Helios Dayspring, pictured here at a Santa Barbara County Board of Supervisors cannabis hearing in 2017.

Dayspring’s supporters — friends, family members, employees, business partners — submitted many testimonials on his behalf, painting him as kind, courageous, and generous when it comes to animals and the less fortunate. Dayspring described himself as a poor child, the youngest of six kids and child of a single mom who never knew his father. Dayspring wrote that he learned to fish using a line tethered to a coat hanger, killed birds for food, and learned the value of hard work at an early age. Not a good student, he dropped out of high school in the 10th grade. Psychologically seared by his early abandonment, Dayspring wrote, he learned at an early age not to trust anyone whose loyalty couldn’t be bought and paid for. Over the past 15 years, Dayspring wrote, he focused all his considerable energy and talent “on building a business that was too big to fail.” 

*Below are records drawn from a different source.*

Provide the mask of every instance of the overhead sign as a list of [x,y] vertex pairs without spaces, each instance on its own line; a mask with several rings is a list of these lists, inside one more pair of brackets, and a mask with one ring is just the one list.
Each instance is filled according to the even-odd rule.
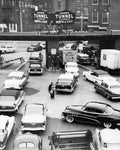
[[48,14],[47,12],[40,11],[34,14],[34,23],[48,23]]
[[70,11],[61,11],[55,13],[56,24],[72,24],[74,23],[75,14]]

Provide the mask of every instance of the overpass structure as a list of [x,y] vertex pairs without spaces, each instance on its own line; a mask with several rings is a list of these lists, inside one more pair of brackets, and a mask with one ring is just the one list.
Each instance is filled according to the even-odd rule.
[[[88,40],[99,44],[97,52],[100,57],[101,49],[119,49],[119,32],[67,32],[64,34],[41,34],[40,32],[14,32],[0,33],[0,40],[13,41],[46,41],[46,67],[49,68],[51,60],[56,60],[56,66],[59,66],[59,41],[81,41]],[[54,54],[52,54],[54,50]]]

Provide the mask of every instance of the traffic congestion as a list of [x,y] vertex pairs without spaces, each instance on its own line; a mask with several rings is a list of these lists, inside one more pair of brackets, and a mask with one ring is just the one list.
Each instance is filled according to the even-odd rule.
[[45,42],[12,44],[1,54],[0,149],[120,149],[120,78],[96,69],[95,50],[65,43],[74,55],[47,69]]

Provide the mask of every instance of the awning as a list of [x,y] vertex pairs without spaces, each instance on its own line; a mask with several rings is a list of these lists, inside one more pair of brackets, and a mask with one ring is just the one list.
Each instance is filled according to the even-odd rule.
[[6,24],[0,24],[0,28],[7,28]]

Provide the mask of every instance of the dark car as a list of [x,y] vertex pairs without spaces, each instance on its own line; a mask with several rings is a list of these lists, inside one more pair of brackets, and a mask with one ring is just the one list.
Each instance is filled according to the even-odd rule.
[[0,93],[0,112],[15,112],[24,101],[25,92],[16,89],[4,89]]
[[88,102],[85,105],[67,106],[62,118],[69,123],[74,121],[115,127],[120,125],[120,110],[102,102]]
[[111,100],[120,100],[120,82],[119,81],[102,81],[95,83],[95,91]]
[[32,44],[27,47],[27,52],[41,51],[43,48],[40,44]]

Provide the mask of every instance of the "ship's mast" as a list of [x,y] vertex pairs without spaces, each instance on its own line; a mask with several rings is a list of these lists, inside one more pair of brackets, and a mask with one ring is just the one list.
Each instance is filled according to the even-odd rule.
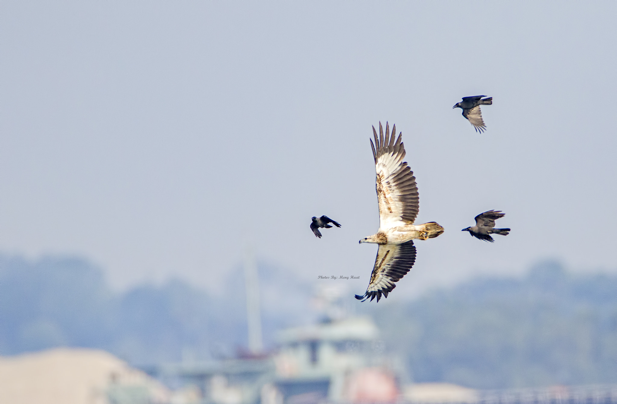
[[244,282],[246,287],[246,317],[249,328],[249,350],[251,353],[261,353],[263,350],[262,340],[262,319],[259,308],[259,278],[255,256],[250,247],[244,254]]

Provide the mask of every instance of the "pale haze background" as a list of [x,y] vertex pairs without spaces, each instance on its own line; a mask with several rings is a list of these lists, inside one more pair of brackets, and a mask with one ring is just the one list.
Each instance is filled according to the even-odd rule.
[[[381,120],[403,133],[418,221],[445,228],[417,242],[400,296],[547,257],[617,271],[616,18],[613,2],[4,2],[0,249],[83,255],[119,288],[220,290],[248,247],[361,293]],[[482,134],[452,109],[477,94],[494,97]],[[509,236],[460,231],[489,209]],[[318,239],[324,214],[342,228]]]

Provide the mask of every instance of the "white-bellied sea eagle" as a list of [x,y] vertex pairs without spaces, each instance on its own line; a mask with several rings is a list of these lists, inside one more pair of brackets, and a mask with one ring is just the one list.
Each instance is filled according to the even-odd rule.
[[382,294],[387,297],[396,286],[394,282],[409,271],[416,260],[414,239],[432,239],[444,233],[444,228],[434,221],[413,224],[420,208],[416,178],[403,161],[405,147],[400,133],[396,138],[396,125],[392,126],[391,134],[389,132],[386,123],[384,137],[379,122],[378,138],[373,127],[375,142],[371,140],[371,147],[375,160],[379,228],[360,242],[375,243],[379,244],[379,249],[368,287],[363,295],[355,295],[363,302],[369,297],[373,300],[376,297],[379,302]]

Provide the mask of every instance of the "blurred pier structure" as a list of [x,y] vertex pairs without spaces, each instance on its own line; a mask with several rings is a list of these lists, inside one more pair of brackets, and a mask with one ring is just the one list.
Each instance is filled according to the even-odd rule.
[[[250,261],[246,268],[250,273]],[[247,283],[254,308],[257,284]],[[257,325],[238,358],[162,365],[149,373],[175,392],[172,404],[617,404],[617,385],[482,390],[412,383],[372,319],[345,306],[345,292],[318,289],[313,303],[321,320],[280,331],[275,351],[260,348]],[[252,318],[257,324],[258,310]]]
[[249,349],[237,359],[162,365],[150,369],[172,389],[199,392],[199,404],[397,403],[407,382],[404,367],[386,354],[368,317],[350,315],[341,291],[318,291],[318,323],[281,331],[279,348]]

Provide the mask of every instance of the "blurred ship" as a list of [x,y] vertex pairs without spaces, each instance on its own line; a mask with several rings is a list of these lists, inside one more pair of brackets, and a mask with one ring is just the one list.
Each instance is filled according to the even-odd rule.
[[168,384],[199,389],[201,404],[400,401],[403,367],[386,355],[372,319],[349,314],[342,291],[318,289],[313,303],[321,321],[281,330],[275,353],[250,350],[241,358],[164,365],[156,376]]

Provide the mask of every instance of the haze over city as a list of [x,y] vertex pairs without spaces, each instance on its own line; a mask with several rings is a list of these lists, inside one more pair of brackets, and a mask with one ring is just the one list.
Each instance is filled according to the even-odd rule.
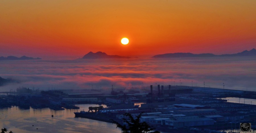
[[1,131],[254,132],[255,7],[0,1]]

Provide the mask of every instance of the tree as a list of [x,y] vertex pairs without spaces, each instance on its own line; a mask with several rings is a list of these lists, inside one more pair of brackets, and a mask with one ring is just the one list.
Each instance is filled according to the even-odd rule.
[[[128,119],[123,118],[124,121],[128,125],[126,125],[121,124],[118,122],[115,121],[113,119],[111,120],[112,123],[116,124],[116,128],[119,128],[122,130],[122,132],[123,133],[147,133],[154,130],[154,128],[151,128],[151,126],[149,125],[145,122],[141,122],[140,119],[143,113],[139,115],[138,116],[136,117],[137,118],[134,119],[131,116],[131,114],[125,113],[124,116],[127,116],[129,118]],[[154,133],[160,133],[160,132],[156,131],[153,132]]]
[[[1,129],[1,133],[5,133],[5,132],[7,132],[7,131],[8,131],[7,130],[7,129],[5,128],[4,128],[3,129],[2,128]],[[9,133],[13,133],[13,131],[11,131],[9,132]]]

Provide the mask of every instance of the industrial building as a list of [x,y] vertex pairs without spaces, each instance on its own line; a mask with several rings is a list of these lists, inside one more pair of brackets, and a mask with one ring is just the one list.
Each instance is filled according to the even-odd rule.
[[88,101],[90,102],[96,102],[98,101],[97,98],[63,98],[62,101],[72,101],[73,102],[84,102]]
[[106,101],[109,102],[115,103],[120,103],[121,100],[119,99],[107,97],[106,98]]

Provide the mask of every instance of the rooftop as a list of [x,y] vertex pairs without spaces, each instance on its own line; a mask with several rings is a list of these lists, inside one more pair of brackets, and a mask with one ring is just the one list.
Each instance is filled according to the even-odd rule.
[[174,104],[173,105],[175,106],[183,106],[183,107],[205,107],[205,106],[202,106],[202,105],[193,105],[193,104]]

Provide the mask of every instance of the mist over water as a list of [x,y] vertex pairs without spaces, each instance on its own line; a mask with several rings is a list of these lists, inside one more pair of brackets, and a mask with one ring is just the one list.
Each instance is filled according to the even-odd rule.
[[255,57],[0,61],[0,76],[20,81],[0,87],[40,90],[141,87],[158,84],[255,91]]

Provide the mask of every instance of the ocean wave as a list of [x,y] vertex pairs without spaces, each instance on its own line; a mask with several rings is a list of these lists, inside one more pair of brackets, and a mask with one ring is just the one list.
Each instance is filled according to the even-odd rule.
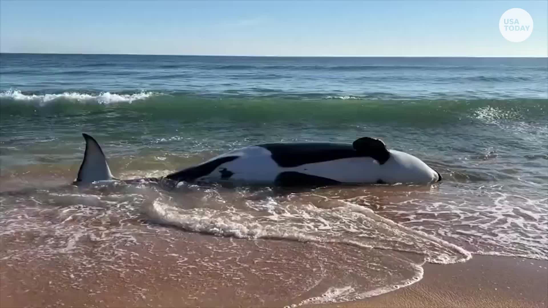
[[25,94],[21,91],[8,90],[0,92],[0,99],[11,99],[14,100],[37,101],[47,103],[56,100],[66,100],[76,101],[92,101],[99,104],[112,102],[129,102],[143,100],[157,94],[155,92],[141,92],[132,94],[119,94],[110,92],[101,92],[98,94],[89,94],[78,92],[64,92],[56,94]]

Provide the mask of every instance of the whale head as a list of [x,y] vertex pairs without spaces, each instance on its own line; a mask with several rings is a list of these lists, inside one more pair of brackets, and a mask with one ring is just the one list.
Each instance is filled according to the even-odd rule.
[[437,171],[413,155],[390,150],[390,158],[380,168],[379,176],[387,183],[431,183],[442,180]]
[[380,183],[426,184],[442,180],[441,175],[423,161],[404,152],[389,150],[380,139],[364,137],[352,145],[358,153],[378,162]]

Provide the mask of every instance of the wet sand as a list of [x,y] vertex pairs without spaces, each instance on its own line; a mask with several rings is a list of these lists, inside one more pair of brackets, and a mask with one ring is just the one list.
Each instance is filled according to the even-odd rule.
[[[141,235],[139,243],[151,244],[113,255],[95,238],[78,254],[40,262],[0,258],[0,306],[283,307],[347,279],[359,270],[356,263],[381,261],[369,259],[376,249],[344,245],[173,234],[169,241]],[[15,248],[10,243],[0,246],[1,255]],[[425,264],[422,280],[394,292],[306,306],[546,307],[547,267],[546,261],[476,255],[464,263]]]
[[313,307],[548,307],[547,261],[474,255],[464,263],[424,267],[424,278],[406,288],[361,301]]

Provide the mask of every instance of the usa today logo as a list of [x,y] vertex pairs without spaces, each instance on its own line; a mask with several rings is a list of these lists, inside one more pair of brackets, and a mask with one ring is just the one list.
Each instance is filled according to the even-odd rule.
[[510,9],[500,16],[499,30],[508,41],[515,43],[523,42],[533,32],[533,19],[524,9]]

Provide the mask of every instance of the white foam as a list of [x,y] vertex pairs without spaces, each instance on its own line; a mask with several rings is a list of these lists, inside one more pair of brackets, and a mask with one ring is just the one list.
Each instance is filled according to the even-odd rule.
[[341,95],[340,96],[326,96],[326,99],[342,99],[342,100],[347,100],[347,99],[363,99],[362,98],[358,96],[353,96],[351,95]]
[[8,90],[0,92],[0,98],[26,101],[37,101],[43,104],[57,99],[76,101],[95,101],[99,104],[110,104],[112,102],[131,103],[135,100],[147,99],[155,94],[158,94],[150,92],[141,92],[132,94],[118,94],[110,92],[102,92],[98,95],[92,95],[78,92],[64,92],[61,94],[27,95],[22,93],[19,90]]

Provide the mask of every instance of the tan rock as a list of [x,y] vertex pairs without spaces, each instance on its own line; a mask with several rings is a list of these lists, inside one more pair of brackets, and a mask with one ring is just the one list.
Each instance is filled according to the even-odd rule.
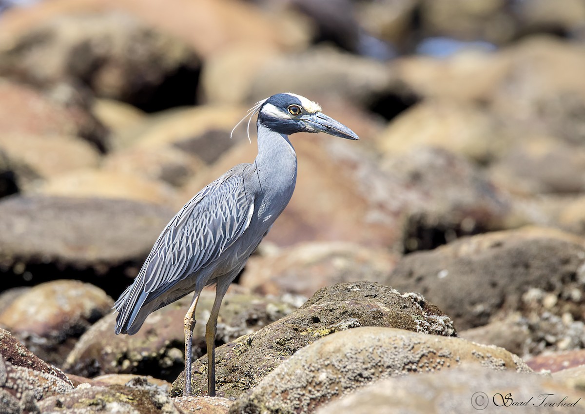
[[0,313],[6,327],[36,355],[58,365],[73,341],[109,313],[113,301],[101,289],[75,280],[37,285]]
[[181,414],[194,412],[199,414],[227,414],[233,403],[227,398],[210,396],[180,396],[173,401]]
[[139,175],[143,178],[180,187],[205,168],[193,154],[170,145],[132,147],[108,154],[102,170],[122,177]]
[[[30,174],[48,178],[75,170],[96,167],[101,157],[95,147],[82,139],[73,136],[2,134],[0,151],[12,163],[30,169]],[[19,183],[31,184],[19,175]]]
[[71,171],[54,177],[29,192],[60,197],[123,199],[163,206],[173,205],[177,196],[169,184],[133,173],[100,170]]
[[[574,406],[555,405],[565,396],[563,402],[577,402]],[[582,389],[565,385],[554,376],[551,379],[511,370],[494,371],[475,365],[384,380],[342,396],[315,413],[492,414],[507,408],[518,412],[543,408],[547,412],[577,414],[583,410],[584,398]]]
[[388,124],[377,142],[388,155],[424,146],[438,147],[478,161],[507,146],[498,121],[485,110],[452,100],[422,102]]
[[105,98],[95,99],[91,111],[99,122],[114,134],[132,127],[146,116],[135,106]]
[[502,348],[393,328],[357,327],[299,350],[236,401],[230,412],[312,412],[373,381],[470,364],[531,371]]
[[[449,317],[418,294],[401,294],[366,281],[338,284],[320,289],[290,315],[216,348],[218,395],[235,398],[250,389],[253,392],[267,374],[301,348],[339,331],[359,336],[359,330],[352,332],[360,326],[400,327],[433,334],[431,337],[456,334]],[[207,389],[207,364],[205,356],[193,363],[196,394]],[[181,374],[173,382],[171,395],[181,395],[184,385]],[[310,388],[305,390],[312,395]]]
[[312,295],[319,288],[342,282],[387,278],[398,261],[386,249],[339,242],[300,244],[248,260],[240,284],[264,294]]
[[[541,333],[534,334],[534,343],[525,344],[534,351],[542,351],[538,344],[543,330],[553,334],[552,342],[543,343],[546,346],[562,346],[568,340],[566,345],[577,347],[583,329],[582,282],[574,275],[582,271],[584,257],[585,240],[559,230],[494,232],[407,255],[387,282],[428,296],[459,329],[518,310],[529,316],[531,332]],[[543,301],[549,294],[558,301],[547,308]],[[566,323],[565,313],[569,314]],[[550,318],[545,325],[546,315]]]
[[[184,368],[185,315],[192,295],[152,314],[135,335],[114,333],[116,315],[101,319],[86,332],[67,356],[65,369],[85,377],[106,374],[152,375],[174,380]],[[201,294],[193,335],[194,355],[205,353],[205,327],[215,297],[212,289]],[[278,299],[229,291],[223,299],[216,340],[225,343],[292,312],[296,306]]]
[[20,412],[16,408],[18,406],[20,410],[34,411],[36,401],[73,389],[71,382],[60,370],[39,359],[1,328],[0,374],[3,402],[9,398],[16,410],[13,412]]

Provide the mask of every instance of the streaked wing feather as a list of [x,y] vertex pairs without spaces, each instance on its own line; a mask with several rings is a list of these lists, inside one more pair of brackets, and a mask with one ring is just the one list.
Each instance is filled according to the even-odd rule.
[[159,236],[138,276],[153,294],[149,300],[209,265],[247,228],[253,200],[234,170],[191,199]]

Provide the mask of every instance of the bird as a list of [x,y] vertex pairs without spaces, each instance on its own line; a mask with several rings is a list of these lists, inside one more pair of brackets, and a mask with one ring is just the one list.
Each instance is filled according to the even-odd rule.
[[[228,288],[288,203],[297,181],[297,154],[288,136],[324,132],[350,140],[351,129],[322,112],[319,104],[290,92],[256,103],[234,127],[257,114],[258,153],[191,199],[167,225],[133,282],[114,305],[116,334],[135,334],[151,313],[194,292],[184,319],[184,396],[191,395],[194,314],[202,289],[215,286],[205,329],[207,392],[215,395],[215,342],[219,308]],[[232,130],[232,133],[233,130]]]

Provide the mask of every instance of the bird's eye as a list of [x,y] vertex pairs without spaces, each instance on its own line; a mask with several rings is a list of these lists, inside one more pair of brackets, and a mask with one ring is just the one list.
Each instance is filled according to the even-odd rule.
[[298,105],[288,105],[288,113],[293,116],[296,116],[301,113],[301,107]]

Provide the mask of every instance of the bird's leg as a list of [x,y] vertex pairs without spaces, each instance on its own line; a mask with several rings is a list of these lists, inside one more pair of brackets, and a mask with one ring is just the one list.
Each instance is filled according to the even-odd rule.
[[183,396],[191,396],[191,362],[193,341],[193,329],[195,328],[195,308],[199,301],[199,292],[195,292],[189,310],[185,315],[185,388]]
[[215,334],[217,333],[219,307],[228,286],[229,284],[225,286],[221,286],[218,284],[215,288],[215,300],[205,329],[205,343],[207,345],[207,395],[209,396],[215,396]]

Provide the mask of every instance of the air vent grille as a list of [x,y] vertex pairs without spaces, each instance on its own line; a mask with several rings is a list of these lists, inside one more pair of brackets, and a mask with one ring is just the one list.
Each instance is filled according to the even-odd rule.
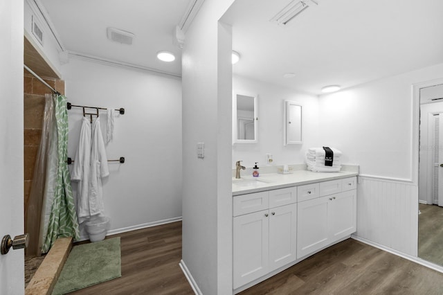
[[107,30],[108,39],[122,44],[132,44],[134,35],[125,30],[115,28],[108,28]]
[[284,7],[275,17],[271,19],[271,21],[279,26],[286,26],[297,15],[306,10],[312,5],[318,3],[314,0],[293,0]]
[[37,24],[35,17],[33,15],[33,35],[35,37],[35,39],[43,45],[43,30],[40,28],[41,26]]

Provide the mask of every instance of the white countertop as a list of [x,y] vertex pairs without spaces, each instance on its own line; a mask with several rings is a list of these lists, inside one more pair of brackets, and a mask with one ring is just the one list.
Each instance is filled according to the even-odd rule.
[[[291,174],[264,173],[258,177],[242,177],[245,182],[239,182],[233,178],[233,196],[249,194],[269,190],[302,186],[316,182],[340,179],[358,175],[356,172],[314,172],[305,170],[295,170]],[[257,179],[254,179],[257,178]],[[248,181],[251,180],[251,181]],[[255,181],[253,181],[255,180]],[[241,180],[239,181],[242,181]]]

In the end, he amassed an empire he valued at $30 million. 

He expressed responsibility and contrition for his transgressions, while at the same time blaming an unidentified attorney for leading him astray and into bribery. In the end, his efforts to secure the loyalty of politicians would do him in.

Dayspring argued he should be sentenced to three years of house arrest and probation, citing his weight gain — more than 300 pounds— and health concerns—Crohn’s disease — that had overtaken him in the past two years. He also cited his work as an informant and his willingness to wear a wire, noting that he’d been the recipient of at least one death threat. Federal prosecutors downplayed the value of Dayspring’s work as an informant, saying it had led to no new investigations or arrests.